Segmentation lets the engine recalculate part of a period when specific changes occur. It prevents a single rule change from forcing the entire period to behave as one undifferentiated block.

Period Vs Element Segmentation

DimensionPeriod SegmentationElement Segmentation
ScopeSplits the processing period into multiple gross-to-net runs.Slices only affected elements while keeping one broader gross-to-net cycle.
Typical triggerStructural changes such as pay group or pay entity movement.Value changes such as compensation or rate changes.
Operational effectHeavier result and review footprint.More targeted but still dependency-sensitive.

Required Setup Objects

Oracle's segmentation setup flow is more structured than many teams remember. A complete design typically includes:

  1. define segmentation event definitions
  2. define segmentation trigger definitions
  3. optionally identify trigger fields that should be ignored for backward-compatible changes
  4. map trigger events to countries and pay groups
  5. review system elements used by formulas and proration logic

Skipping those design steps usually leads to either over-segmentation or missed recalculation.

Proration And Triggers

Segmentation works together with proration rules.

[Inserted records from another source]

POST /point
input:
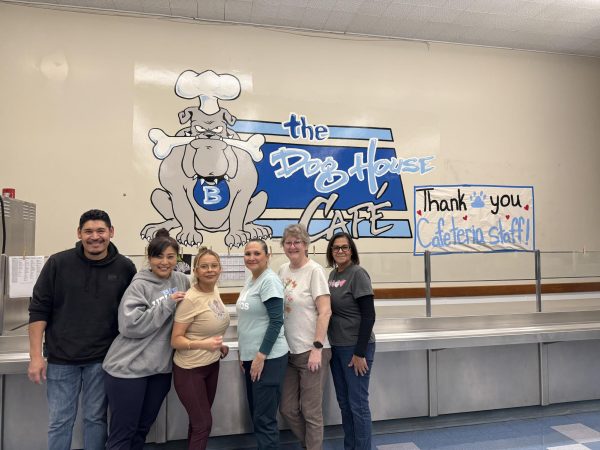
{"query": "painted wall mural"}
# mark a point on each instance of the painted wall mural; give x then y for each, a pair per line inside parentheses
(220, 173)
(473, 218)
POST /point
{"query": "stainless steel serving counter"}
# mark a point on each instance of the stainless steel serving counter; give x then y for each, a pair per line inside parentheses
(423, 367)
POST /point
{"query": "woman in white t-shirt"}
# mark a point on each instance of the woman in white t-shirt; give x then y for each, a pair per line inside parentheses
(307, 313)
(200, 322)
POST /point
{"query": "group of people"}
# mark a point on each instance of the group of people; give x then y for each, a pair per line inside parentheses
(110, 334)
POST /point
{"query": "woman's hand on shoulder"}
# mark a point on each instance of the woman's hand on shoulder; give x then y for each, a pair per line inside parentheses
(258, 363)
(177, 296)
(213, 343)
(224, 351)
(360, 365)
(314, 360)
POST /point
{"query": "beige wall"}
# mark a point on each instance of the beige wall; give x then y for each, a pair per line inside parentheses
(80, 92)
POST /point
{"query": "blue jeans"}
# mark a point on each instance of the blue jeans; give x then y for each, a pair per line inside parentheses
(64, 384)
(352, 393)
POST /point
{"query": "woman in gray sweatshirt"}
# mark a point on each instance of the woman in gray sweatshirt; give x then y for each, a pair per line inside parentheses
(138, 363)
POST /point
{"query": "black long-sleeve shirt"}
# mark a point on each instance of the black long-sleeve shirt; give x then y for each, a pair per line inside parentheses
(78, 298)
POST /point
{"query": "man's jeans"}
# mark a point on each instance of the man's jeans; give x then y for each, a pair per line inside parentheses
(352, 394)
(64, 383)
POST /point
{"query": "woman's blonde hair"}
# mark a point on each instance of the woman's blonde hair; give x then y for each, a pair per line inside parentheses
(202, 251)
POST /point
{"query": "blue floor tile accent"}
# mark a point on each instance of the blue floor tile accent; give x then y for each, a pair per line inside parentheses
(518, 429)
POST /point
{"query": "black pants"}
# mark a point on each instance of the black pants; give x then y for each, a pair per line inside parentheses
(134, 404)
(263, 399)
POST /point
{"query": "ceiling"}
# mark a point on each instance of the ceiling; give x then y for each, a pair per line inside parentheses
(561, 26)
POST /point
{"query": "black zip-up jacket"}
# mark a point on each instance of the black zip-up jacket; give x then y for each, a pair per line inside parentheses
(79, 299)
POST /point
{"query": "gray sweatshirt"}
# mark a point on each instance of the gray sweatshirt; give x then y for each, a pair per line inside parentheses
(143, 346)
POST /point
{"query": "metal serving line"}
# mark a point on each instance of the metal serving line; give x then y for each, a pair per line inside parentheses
(424, 366)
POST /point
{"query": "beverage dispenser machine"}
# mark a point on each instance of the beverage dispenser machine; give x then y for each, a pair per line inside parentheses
(17, 238)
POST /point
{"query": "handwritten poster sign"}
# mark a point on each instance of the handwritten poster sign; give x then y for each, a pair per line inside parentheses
(473, 218)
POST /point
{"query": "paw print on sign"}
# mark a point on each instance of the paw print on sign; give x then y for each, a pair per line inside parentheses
(477, 200)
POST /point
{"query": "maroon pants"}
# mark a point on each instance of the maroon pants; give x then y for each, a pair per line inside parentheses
(196, 389)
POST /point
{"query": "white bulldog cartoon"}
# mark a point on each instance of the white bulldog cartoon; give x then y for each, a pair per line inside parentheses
(207, 173)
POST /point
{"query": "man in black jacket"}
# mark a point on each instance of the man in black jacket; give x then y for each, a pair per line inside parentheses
(75, 302)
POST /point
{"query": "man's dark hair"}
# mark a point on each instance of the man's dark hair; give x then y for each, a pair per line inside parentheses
(95, 214)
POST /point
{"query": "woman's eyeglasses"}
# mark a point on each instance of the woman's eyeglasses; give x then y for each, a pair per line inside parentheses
(205, 267)
(293, 243)
(340, 248)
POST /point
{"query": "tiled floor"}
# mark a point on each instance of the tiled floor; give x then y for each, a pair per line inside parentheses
(564, 427)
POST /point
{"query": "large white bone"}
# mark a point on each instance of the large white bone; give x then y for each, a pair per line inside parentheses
(163, 143)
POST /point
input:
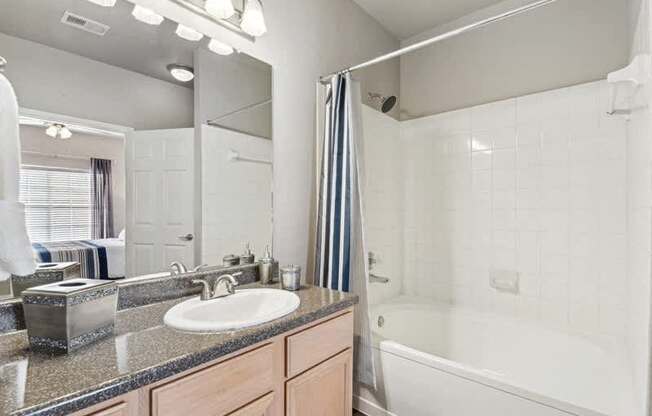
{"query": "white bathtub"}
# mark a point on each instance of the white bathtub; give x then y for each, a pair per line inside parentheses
(435, 360)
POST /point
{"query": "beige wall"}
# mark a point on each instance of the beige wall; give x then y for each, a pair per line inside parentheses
(563, 44)
(59, 82)
(80, 148)
(230, 83)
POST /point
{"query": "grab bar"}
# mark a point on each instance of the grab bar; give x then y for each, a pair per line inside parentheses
(378, 279)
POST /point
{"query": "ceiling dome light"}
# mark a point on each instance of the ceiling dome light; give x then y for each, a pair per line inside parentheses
(146, 15)
(65, 133)
(220, 48)
(181, 73)
(52, 130)
(253, 21)
(188, 33)
(58, 131)
(222, 9)
(104, 3)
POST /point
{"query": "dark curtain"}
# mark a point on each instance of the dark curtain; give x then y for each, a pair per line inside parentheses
(102, 199)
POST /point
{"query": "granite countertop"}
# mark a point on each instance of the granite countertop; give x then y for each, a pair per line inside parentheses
(142, 351)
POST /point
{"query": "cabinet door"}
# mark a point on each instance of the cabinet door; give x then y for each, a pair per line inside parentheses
(257, 407)
(325, 390)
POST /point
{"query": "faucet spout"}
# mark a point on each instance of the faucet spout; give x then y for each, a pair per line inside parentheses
(225, 285)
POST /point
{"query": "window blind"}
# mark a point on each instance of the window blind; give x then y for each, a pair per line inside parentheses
(57, 203)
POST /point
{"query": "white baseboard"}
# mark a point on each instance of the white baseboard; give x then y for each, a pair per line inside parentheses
(368, 408)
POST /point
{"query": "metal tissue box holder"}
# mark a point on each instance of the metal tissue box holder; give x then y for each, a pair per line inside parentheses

Trigger design decides when a change creates a new segment, and proration rules decide how amounts are spread or recalculated across those slices.

Where Teams Get It Wrong

  • treating period segmentation and element segmentation as interchangeable
  • forgetting that system elements such as segment begin and end dates must be consumed in formulas
  • testing only clean periods instead of mid-period effective-dated changes

Key Takeaways

  • Segmentation preserves accuracy when pay conditions change mid-period.
  • Trigger design is a configuration discipline, not just a checkbox.
  • System elements and proration rules must be tested together.